The bus stops and a small, pale old man wrestles his walker aboard. He wears a Filippino shirt with suspenders underneath so as not to interfere with the smooth and casual lines. The walker sports an Amnesty International bumper sticker, and the man sports a button proclaiming "I stand with the sisters." I'm pretty sure it's the nuns on the bus, the religious women defending themselves in their own church, he stands with, and I smile. He winks back.
But I'm also pretty sure it's another kind of sister the rest of the men on the bus would like to stand, or, really, assume just about any posture, with, as two young women walk down the aisle, hips and buttocks undulating. Not a male in my sight can claim custody of his eyes.
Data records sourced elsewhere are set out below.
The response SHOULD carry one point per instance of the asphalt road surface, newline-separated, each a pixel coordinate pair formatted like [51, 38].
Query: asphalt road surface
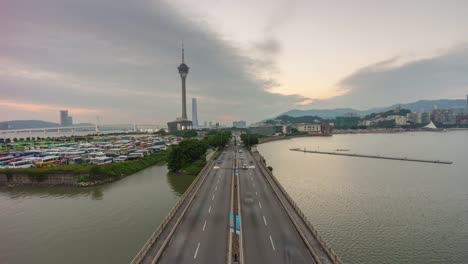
[268, 234]
[202, 236]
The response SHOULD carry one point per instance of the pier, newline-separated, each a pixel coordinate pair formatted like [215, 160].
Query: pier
[371, 156]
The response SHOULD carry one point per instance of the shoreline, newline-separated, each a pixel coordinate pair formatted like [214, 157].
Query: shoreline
[360, 131]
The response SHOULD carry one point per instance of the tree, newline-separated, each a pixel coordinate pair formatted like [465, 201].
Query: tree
[185, 153]
[249, 139]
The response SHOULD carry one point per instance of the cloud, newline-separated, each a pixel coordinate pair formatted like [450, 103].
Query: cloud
[389, 82]
[119, 58]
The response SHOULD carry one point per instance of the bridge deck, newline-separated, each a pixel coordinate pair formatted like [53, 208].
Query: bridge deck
[273, 230]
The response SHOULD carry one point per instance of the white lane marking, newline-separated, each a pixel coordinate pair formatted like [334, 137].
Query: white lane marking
[196, 251]
[272, 245]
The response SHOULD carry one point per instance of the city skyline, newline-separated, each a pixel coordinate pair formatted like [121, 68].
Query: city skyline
[114, 69]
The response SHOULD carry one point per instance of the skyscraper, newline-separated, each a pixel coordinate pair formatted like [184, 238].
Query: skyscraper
[183, 71]
[194, 113]
[181, 123]
[65, 119]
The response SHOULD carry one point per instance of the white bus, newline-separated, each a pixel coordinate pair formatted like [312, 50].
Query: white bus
[6, 158]
[101, 160]
[21, 164]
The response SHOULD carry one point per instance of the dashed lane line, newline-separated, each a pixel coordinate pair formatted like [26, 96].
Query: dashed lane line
[272, 245]
[196, 251]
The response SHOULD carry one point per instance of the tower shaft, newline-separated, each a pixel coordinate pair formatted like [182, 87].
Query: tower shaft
[184, 101]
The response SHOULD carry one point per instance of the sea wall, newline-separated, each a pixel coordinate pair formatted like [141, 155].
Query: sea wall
[51, 179]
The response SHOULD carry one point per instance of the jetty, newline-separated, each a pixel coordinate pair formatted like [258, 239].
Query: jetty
[371, 156]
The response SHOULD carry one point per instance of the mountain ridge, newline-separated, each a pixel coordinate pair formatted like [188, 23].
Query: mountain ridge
[418, 106]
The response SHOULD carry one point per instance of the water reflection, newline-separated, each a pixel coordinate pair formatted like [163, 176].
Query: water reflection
[179, 182]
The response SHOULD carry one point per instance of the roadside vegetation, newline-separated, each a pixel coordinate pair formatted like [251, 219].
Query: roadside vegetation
[250, 139]
[189, 156]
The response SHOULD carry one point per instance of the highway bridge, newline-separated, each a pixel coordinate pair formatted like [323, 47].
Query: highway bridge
[236, 214]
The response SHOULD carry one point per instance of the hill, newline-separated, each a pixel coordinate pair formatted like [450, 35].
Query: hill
[418, 106]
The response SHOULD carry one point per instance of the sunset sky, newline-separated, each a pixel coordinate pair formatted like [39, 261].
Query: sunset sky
[248, 60]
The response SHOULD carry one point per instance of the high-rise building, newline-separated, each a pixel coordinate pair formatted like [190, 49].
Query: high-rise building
[3, 125]
[183, 71]
[239, 124]
[194, 113]
[183, 123]
[65, 119]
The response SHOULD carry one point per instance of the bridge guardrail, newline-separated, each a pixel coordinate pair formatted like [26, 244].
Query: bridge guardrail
[141, 254]
[330, 252]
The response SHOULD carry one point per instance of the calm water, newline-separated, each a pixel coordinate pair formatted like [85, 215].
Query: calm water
[102, 224]
[382, 211]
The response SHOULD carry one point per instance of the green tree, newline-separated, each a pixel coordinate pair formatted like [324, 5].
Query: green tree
[185, 153]
[249, 139]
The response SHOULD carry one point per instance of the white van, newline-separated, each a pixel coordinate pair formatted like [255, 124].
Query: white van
[21, 164]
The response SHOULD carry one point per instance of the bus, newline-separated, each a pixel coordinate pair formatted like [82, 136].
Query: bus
[48, 161]
[6, 158]
[101, 160]
[21, 164]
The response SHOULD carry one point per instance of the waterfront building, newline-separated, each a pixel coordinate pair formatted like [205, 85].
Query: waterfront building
[438, 115]
[309, 128]
[342, 122]
[262, 130]
[182, 123]
[400, 120]
[239, 124]
[414, 118]
[194, 113]
[425, 118]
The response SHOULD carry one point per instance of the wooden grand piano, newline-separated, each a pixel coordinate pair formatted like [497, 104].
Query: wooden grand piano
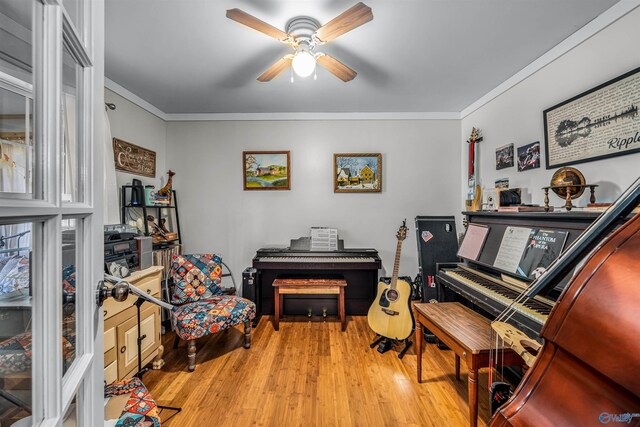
[359, 267]
[483, 286]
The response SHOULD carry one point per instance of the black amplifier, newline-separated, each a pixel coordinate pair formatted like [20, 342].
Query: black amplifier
[121, 248]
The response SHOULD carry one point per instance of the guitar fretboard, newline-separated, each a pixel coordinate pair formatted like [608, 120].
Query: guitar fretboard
[396, 265]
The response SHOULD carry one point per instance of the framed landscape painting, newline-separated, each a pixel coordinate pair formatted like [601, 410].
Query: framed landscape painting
[357, 173]
[266, 170]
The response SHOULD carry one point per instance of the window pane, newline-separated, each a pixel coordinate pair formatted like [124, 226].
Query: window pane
[69, 273]
[16, 38]
[71, 416]
[16, 144]
[74, 10]
[15, 327]
[72, 145]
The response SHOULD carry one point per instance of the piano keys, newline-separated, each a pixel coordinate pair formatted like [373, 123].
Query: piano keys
[491, 290]
[359, 267]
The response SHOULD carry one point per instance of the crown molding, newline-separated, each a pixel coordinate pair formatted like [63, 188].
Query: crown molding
[311, 116]
[196, 117]
[592, 28]
[132, 97]
[608, 17]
One girl-woman carries a fine fat baby, and she seems off limits. But the other is in full declaration mode: see, I am young, and I am ripe, and I will make you forget all this new fangled conditioning that tells you women should have bodies like men's. I think of this poem written by a friend, Ed Werstein.
At Highway 100 the driver calls to a group of five young men, Chinese and with just enough English to ask "Mayfair?" when they clambered on at Marquette University. He points the way, and they, being sophisticated mass transit users, spot the transfer point instantly and wave happily.
As usual, I disembark before the closest stop to prolong the walk through my pretty neighborhood. Have you noticed that the nicest houses seem to be the least used? Though nobody's about much in the daytime anymore, anywhere.
I'll say it again: if you haven't ridden the bus lately, you might want to try. The ride is pleasant and people watching--splendid.
Note for more distant readers in places where everyone uses mass transit: in Milwaukee, the divide between bus riders and non-bus-riders is as deep and wide as the divide between conservatives and liberals.